Mercury vapour will glow if placed in a tube in which electrons are accelerated down it by applying an accelerating potential difference across the tube.

This happens because the mercury atoms are excited to higher energy states by colliding electrons.

When mercury de-excites it emits photons giving rise to the glow in the discharge tube.

Mercury will absorb energy at 4.87 eV when a ground state electron rises to the first available excited state.

This energy is absorbed from the kinetic energy of the colliding accelerated electron.

The accelerated electron will slow down as its kinetic has been reduced.

If a colliding electron with kinetic energy 7.20 eV impacts a mercury atom it will leave with

$$ KE_{after} = KE_{before} - 4.87 \text{eV} $$

$$ KE_{after} = 2.33 \text{eV} $$

The experiment Franck and Hertz conducted passd current through a mercury vapour at high temperature and pressure.

The drops in current indicated the accelerated electrons had lost energy as they passed through the gas.
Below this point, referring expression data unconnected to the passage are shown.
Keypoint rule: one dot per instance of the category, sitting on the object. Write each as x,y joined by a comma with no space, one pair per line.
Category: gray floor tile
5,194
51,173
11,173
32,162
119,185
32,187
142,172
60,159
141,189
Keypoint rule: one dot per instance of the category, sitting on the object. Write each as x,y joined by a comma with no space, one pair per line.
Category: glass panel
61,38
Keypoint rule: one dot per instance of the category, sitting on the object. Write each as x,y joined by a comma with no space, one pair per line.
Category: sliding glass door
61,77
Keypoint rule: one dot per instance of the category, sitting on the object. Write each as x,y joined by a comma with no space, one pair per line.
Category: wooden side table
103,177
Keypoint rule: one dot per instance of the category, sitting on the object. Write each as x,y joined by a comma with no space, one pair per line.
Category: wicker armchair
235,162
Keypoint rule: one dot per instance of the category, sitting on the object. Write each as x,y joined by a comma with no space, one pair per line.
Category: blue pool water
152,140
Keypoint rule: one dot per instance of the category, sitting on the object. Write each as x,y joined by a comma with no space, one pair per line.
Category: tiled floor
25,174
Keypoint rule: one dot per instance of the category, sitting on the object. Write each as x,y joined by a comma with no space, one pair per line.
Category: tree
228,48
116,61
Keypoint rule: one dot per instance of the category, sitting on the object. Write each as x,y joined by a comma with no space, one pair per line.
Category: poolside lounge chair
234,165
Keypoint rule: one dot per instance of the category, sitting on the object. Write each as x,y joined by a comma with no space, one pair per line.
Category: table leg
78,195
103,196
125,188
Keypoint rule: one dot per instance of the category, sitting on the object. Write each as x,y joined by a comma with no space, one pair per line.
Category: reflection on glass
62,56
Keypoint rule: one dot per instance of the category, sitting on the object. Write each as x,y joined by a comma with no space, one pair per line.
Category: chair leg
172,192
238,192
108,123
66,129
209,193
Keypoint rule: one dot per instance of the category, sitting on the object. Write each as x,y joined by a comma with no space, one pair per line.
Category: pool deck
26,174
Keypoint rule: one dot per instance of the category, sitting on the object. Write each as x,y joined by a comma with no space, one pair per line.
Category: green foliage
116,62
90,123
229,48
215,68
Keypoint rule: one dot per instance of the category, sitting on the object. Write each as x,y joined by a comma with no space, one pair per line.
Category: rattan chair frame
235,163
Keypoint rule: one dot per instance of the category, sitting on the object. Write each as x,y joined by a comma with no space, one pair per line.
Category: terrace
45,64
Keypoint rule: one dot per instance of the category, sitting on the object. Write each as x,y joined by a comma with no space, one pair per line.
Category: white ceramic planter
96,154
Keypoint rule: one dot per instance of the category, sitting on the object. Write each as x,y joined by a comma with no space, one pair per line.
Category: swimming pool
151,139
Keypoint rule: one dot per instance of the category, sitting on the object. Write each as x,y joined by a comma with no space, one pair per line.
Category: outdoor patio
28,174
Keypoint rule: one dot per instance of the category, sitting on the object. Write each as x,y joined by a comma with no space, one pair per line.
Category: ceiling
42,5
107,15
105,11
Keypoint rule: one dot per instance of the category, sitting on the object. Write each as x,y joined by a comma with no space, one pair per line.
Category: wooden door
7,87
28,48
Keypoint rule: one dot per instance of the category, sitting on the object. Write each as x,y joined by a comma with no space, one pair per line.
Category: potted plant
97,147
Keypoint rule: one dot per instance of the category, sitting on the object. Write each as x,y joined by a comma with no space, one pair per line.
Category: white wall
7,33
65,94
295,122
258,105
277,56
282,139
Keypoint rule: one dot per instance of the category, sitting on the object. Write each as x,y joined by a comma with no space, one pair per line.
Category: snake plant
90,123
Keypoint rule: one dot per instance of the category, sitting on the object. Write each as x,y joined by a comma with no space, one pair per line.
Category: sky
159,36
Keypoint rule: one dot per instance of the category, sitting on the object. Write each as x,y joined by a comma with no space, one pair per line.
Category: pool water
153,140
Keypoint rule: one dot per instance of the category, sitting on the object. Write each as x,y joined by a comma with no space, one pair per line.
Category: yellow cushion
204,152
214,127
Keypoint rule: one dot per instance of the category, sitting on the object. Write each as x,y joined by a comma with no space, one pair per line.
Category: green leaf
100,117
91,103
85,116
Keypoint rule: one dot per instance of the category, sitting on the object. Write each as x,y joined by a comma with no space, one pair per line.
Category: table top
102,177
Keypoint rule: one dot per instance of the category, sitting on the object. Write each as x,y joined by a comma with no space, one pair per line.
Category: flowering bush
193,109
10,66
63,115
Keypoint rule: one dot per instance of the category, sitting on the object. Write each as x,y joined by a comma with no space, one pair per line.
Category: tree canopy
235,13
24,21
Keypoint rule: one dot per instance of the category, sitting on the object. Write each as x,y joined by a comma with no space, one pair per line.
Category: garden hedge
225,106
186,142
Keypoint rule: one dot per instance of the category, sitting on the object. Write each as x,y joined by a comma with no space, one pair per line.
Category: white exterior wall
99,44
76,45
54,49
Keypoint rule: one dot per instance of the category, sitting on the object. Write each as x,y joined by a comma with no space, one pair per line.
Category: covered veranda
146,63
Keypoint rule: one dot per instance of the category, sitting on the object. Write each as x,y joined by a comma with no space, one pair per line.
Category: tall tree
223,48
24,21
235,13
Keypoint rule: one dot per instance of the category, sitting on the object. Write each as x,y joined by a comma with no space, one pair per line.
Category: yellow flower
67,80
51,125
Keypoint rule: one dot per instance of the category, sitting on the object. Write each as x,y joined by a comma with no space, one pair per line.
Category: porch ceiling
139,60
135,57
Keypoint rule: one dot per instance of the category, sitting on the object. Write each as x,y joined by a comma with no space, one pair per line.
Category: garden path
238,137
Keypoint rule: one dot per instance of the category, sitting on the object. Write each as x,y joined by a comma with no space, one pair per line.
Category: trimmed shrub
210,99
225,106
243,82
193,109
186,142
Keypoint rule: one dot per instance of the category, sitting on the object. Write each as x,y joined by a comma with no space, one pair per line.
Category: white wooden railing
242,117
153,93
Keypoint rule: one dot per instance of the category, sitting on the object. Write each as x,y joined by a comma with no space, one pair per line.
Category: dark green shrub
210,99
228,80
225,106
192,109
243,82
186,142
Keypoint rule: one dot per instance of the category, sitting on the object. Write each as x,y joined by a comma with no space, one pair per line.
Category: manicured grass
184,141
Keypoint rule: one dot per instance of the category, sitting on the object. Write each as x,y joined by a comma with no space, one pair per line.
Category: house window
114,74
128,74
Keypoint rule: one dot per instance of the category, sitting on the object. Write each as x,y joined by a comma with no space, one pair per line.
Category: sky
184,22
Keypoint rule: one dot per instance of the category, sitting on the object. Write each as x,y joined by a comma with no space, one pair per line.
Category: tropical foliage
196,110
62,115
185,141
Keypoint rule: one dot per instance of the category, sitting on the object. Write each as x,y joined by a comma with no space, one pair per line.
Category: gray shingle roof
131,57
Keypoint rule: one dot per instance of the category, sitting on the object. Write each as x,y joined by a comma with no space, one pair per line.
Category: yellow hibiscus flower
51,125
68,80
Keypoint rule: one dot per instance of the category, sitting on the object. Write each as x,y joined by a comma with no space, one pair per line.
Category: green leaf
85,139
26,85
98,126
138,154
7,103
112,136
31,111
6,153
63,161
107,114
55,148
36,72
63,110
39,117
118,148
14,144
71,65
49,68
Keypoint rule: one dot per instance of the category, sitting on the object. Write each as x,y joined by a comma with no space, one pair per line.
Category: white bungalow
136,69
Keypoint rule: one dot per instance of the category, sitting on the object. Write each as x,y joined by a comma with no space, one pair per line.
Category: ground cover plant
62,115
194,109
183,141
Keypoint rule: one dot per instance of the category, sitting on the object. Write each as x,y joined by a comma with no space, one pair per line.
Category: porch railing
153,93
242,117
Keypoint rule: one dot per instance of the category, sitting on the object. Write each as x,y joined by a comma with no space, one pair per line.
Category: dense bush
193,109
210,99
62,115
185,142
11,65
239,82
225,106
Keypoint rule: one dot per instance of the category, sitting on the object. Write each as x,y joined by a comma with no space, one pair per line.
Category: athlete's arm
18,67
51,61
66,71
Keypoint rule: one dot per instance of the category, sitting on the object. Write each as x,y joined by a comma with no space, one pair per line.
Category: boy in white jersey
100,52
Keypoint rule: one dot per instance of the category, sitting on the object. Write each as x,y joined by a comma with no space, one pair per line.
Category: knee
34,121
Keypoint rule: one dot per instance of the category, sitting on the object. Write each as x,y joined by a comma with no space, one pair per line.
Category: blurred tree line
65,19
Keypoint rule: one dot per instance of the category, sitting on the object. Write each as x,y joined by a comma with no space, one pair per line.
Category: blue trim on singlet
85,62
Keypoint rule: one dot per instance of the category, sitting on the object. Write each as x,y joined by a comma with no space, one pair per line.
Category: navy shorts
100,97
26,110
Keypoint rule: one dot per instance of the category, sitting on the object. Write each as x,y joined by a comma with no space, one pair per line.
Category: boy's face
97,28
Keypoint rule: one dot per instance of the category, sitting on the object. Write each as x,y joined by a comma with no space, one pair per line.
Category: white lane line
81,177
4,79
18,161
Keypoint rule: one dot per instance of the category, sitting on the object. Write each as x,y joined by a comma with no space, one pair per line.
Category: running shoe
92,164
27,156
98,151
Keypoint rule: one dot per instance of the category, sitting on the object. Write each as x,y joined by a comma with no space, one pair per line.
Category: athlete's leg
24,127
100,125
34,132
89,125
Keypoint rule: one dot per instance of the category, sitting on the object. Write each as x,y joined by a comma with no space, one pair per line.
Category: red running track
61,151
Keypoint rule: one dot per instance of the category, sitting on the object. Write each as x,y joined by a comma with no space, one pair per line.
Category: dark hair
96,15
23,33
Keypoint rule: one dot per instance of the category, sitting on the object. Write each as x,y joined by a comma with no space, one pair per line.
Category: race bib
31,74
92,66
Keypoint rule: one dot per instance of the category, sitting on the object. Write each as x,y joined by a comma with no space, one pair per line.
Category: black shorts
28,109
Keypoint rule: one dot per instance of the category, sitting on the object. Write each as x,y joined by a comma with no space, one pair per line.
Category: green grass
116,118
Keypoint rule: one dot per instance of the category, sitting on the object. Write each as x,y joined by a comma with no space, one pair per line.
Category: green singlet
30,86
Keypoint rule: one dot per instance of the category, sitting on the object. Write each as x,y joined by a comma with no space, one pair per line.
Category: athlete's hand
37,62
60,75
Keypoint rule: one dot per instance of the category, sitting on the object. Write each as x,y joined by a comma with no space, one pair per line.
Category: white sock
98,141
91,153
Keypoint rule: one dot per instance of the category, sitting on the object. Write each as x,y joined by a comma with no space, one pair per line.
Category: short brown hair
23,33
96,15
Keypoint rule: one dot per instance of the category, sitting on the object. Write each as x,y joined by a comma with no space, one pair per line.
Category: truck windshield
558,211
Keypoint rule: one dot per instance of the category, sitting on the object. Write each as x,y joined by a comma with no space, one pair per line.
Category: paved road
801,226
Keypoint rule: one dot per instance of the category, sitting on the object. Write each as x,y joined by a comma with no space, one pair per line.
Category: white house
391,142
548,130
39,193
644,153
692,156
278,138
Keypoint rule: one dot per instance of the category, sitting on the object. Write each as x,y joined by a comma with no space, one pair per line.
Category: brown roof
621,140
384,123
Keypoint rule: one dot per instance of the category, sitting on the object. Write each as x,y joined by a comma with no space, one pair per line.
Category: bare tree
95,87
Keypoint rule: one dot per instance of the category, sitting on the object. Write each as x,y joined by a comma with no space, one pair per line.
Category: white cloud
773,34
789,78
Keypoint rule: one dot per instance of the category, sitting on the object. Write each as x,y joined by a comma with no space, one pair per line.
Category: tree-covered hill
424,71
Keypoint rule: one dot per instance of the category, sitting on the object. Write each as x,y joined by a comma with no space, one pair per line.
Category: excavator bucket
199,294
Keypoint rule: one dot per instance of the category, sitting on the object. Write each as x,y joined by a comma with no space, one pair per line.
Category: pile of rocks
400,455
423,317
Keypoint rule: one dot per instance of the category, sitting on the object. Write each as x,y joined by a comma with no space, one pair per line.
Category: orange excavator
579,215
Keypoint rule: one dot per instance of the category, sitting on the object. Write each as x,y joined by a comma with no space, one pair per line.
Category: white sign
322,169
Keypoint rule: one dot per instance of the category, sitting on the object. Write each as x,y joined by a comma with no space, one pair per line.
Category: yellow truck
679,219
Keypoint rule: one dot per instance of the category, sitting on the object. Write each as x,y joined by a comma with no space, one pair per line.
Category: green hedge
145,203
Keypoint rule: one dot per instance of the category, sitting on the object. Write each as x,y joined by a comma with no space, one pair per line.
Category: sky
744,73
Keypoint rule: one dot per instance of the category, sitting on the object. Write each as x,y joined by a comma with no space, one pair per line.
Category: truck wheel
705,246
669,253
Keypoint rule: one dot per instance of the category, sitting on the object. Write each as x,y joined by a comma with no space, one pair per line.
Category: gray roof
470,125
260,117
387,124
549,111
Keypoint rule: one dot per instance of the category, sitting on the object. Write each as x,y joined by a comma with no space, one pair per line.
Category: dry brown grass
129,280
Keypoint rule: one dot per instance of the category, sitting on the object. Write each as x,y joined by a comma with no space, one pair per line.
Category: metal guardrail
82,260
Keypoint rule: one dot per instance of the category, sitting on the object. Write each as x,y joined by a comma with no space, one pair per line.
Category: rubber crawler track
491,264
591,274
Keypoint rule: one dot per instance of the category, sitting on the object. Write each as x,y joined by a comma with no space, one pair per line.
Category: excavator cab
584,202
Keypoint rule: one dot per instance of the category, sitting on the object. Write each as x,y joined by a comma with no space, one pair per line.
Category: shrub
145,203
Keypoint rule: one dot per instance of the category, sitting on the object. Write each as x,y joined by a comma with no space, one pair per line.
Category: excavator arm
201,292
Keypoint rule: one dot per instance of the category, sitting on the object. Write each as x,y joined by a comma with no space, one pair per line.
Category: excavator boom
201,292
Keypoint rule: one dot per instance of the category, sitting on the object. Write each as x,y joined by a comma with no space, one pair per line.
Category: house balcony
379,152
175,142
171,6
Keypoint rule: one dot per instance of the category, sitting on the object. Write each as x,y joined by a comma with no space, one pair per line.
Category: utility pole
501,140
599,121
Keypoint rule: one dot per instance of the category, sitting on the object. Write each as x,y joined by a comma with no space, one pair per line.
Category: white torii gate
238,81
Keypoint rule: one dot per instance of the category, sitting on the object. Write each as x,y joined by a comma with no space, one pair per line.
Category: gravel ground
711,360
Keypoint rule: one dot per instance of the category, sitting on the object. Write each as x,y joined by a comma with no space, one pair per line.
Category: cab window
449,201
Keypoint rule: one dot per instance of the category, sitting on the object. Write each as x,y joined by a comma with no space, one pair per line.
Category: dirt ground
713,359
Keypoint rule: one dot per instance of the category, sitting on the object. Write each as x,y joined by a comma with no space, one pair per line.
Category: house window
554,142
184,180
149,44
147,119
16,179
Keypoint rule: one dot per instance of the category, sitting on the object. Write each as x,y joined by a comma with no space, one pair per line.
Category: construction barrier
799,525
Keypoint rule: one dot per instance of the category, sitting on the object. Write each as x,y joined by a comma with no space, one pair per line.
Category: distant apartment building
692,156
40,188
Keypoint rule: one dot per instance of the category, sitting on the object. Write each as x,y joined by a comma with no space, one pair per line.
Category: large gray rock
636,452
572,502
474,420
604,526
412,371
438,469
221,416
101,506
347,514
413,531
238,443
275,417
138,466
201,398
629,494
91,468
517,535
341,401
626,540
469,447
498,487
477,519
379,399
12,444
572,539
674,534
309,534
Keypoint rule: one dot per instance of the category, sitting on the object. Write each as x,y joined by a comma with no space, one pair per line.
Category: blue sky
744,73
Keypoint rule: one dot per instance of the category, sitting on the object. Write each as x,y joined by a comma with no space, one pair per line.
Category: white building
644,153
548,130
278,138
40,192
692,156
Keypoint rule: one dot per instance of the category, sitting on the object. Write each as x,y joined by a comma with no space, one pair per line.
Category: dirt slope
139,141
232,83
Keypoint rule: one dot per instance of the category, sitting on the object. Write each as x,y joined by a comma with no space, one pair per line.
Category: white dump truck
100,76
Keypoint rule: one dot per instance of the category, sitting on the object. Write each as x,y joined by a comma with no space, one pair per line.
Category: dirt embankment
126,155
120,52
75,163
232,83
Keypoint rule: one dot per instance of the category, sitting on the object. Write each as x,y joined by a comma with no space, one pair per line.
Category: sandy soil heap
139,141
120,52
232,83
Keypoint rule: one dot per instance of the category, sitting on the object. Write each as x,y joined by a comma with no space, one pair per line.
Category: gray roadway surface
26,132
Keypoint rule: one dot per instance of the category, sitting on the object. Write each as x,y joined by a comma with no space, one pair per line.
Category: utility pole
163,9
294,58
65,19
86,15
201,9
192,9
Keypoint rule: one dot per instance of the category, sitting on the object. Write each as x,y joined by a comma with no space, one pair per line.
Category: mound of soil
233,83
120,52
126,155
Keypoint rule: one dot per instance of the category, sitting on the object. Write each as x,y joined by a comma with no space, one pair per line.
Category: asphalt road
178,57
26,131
This experiment carried out in 1914 is credited as the first direct evidence for the quantisation of atoms energy states.

Notice the regular repeating pattern in voltage. Why does the pattern repeat?

The mercury atoms de-excite quickly after the collision.

To get back down to the ground state the atoms release a photon equal to the energy between the ernegy levels.

$$ hf = E_2 - E_1 $$

$$ hf = 4.87 \text{ eV} $$

$$ f = \frac{4.87 \times 1.6 \times 10^{-19}}{6.6 \times 10^{-34}} $$

$$ f = 1.81 \times 10^{15} \text{ Hz} $$

$$ \lambda = \frac{c}{f} $$

$$ \lambda = 254 \text{ nm} $$

This is an ultra violet photon.

In a mercury vapour lamp the outside of the lamp is coated in a phosphor powder. The powder will fluoresce in the visible if ultra violet is incident on it.

This allows the ultra violet photons to be converted into visible light so that the lamp can be a source of white light.